There has been all manner of speculation on how much electricity ChatGPT consumes, but the company has now come out with an official number — and provided some context on the electricity used by ChatGPT.
OpenAI CEO Sam Altman has said that an average ChatGPT query uses 0.34 watt-hours of electricity. “People are often curious about how much energy a ChatGPT query uses; the average query uses about 0.34 watt-hours, about what an oven would use in a little over one second, or a high-efficiency lightbulb would use in a couple of minutes. It also uses about 0.000085 gallons of water; roughly one fifteenth of a teaspoon,” Altman wrote in a blogpost. Altman further added that the cost of intelligence — through AI models — would eventually converge to the cost of electricity.

There had been lots of concern that the average ChatGPT query was using 10x the amount of electricity as a typical Google search. But this might not necessarily be the case. Google had revealed all the way back in 2011 that a typical Google search took 0.3 watt hours, which is roughly the same as what the average ChatGPT query takes now. It’s possible that Google systems have gotten more efficient over the years — or more energy intensive, especially because of AI overviews in search — but it does appear that the average ChatGPT query now takes only slightly more power than the average Google search did in 2011.

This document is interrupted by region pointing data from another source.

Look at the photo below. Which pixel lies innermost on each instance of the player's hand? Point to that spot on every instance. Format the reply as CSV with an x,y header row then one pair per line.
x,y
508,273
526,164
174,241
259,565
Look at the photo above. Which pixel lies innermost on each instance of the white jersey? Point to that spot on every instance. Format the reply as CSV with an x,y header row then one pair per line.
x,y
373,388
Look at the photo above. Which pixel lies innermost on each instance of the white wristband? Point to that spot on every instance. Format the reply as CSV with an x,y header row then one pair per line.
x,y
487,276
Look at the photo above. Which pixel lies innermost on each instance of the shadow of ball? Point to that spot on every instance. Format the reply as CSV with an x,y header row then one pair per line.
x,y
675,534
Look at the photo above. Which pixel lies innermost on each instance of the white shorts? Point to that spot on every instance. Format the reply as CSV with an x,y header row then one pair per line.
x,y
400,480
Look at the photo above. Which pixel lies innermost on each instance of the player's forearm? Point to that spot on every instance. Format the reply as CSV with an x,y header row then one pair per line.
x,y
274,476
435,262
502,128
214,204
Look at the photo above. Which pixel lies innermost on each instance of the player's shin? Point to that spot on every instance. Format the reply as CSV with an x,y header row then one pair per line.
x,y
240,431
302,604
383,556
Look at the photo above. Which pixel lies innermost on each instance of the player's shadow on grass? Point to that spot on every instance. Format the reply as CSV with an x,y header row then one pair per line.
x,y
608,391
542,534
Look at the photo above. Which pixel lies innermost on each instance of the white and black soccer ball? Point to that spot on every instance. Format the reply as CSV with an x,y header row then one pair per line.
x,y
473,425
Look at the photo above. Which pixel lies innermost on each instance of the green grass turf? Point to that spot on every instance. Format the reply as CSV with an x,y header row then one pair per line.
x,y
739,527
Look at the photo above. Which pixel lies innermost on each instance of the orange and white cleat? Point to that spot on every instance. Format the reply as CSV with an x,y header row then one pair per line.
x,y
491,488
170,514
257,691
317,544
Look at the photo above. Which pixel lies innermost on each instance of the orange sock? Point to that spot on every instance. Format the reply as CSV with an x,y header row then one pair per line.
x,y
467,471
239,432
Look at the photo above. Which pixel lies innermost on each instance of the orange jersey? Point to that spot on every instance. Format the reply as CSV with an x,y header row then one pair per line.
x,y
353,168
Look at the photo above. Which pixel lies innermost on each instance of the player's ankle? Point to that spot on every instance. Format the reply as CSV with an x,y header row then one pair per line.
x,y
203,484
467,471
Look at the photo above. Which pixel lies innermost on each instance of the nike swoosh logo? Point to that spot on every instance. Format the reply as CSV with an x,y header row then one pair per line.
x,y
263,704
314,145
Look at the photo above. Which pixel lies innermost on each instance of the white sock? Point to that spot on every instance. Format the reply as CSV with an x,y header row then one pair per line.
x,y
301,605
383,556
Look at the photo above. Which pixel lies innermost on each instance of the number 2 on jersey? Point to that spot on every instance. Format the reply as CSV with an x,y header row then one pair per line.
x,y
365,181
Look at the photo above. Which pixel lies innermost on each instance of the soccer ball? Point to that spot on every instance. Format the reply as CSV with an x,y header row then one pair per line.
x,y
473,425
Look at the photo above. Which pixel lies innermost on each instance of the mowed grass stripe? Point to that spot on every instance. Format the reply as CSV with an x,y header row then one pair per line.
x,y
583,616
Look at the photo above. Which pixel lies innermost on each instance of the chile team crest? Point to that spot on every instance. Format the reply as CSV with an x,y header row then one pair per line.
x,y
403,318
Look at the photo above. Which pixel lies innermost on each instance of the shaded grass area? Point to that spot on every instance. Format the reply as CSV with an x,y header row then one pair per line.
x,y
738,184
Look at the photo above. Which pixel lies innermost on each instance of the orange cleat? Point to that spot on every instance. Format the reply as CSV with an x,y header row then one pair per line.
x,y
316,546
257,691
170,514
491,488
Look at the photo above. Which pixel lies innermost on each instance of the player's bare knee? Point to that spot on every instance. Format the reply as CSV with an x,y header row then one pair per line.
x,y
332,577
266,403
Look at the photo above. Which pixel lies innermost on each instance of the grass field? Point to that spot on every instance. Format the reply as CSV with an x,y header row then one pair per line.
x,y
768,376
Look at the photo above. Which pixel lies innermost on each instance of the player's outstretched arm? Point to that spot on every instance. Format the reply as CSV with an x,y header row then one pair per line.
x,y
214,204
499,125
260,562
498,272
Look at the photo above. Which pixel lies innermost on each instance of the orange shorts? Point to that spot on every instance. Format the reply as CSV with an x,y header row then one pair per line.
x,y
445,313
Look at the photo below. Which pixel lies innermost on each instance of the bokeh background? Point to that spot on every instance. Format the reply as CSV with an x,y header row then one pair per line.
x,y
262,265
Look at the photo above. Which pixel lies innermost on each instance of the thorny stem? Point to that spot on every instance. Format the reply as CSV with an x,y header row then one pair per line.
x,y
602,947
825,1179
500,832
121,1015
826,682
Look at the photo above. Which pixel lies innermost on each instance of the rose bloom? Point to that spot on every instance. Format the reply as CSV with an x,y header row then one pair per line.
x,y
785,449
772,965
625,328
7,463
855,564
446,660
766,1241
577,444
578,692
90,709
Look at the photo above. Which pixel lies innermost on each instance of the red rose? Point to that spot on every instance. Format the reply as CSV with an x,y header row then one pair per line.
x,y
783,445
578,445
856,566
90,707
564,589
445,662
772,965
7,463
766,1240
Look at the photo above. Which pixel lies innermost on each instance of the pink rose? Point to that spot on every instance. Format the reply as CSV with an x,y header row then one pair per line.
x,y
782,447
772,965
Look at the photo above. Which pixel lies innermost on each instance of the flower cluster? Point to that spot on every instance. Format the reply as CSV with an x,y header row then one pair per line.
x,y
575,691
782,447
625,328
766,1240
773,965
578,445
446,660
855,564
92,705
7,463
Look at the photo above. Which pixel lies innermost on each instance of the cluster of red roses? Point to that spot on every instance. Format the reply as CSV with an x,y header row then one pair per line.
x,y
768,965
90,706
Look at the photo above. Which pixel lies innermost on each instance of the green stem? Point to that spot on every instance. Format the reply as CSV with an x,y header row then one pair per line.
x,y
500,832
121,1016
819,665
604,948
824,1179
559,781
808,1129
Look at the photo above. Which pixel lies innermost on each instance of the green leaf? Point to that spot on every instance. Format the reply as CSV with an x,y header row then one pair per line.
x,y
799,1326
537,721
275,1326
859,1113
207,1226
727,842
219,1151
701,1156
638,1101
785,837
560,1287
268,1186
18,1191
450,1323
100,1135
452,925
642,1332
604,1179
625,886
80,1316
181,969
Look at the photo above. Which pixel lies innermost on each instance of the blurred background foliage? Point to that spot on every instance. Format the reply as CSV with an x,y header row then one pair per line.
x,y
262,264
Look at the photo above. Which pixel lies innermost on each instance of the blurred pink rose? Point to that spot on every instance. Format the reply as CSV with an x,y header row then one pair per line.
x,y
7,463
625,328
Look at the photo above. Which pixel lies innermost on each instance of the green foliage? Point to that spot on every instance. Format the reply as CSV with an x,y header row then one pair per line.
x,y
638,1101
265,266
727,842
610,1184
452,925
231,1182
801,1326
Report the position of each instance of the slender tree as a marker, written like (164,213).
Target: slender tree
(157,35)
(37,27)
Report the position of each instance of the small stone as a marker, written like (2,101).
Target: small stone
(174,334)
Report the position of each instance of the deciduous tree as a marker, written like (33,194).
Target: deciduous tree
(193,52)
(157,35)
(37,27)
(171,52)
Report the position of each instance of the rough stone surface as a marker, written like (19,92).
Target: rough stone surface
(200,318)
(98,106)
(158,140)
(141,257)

And ultimately, it could be more useful to look at ways to increase electricity production than to obsess over the amount of energy AI takes. AI seems to be here to stay, and it will likely be used in all aspects of work and play in the coming decades. And while companies would likely keep innovating to bring down the electricity usage — it would help keep their bills down for starters — governments and scientists need to come up with ways to make electricity abundant and cheap. Humanity is already on the AI path, and society needs to make sure that the resource powering it — electricity — doesn’t end up being a constraint.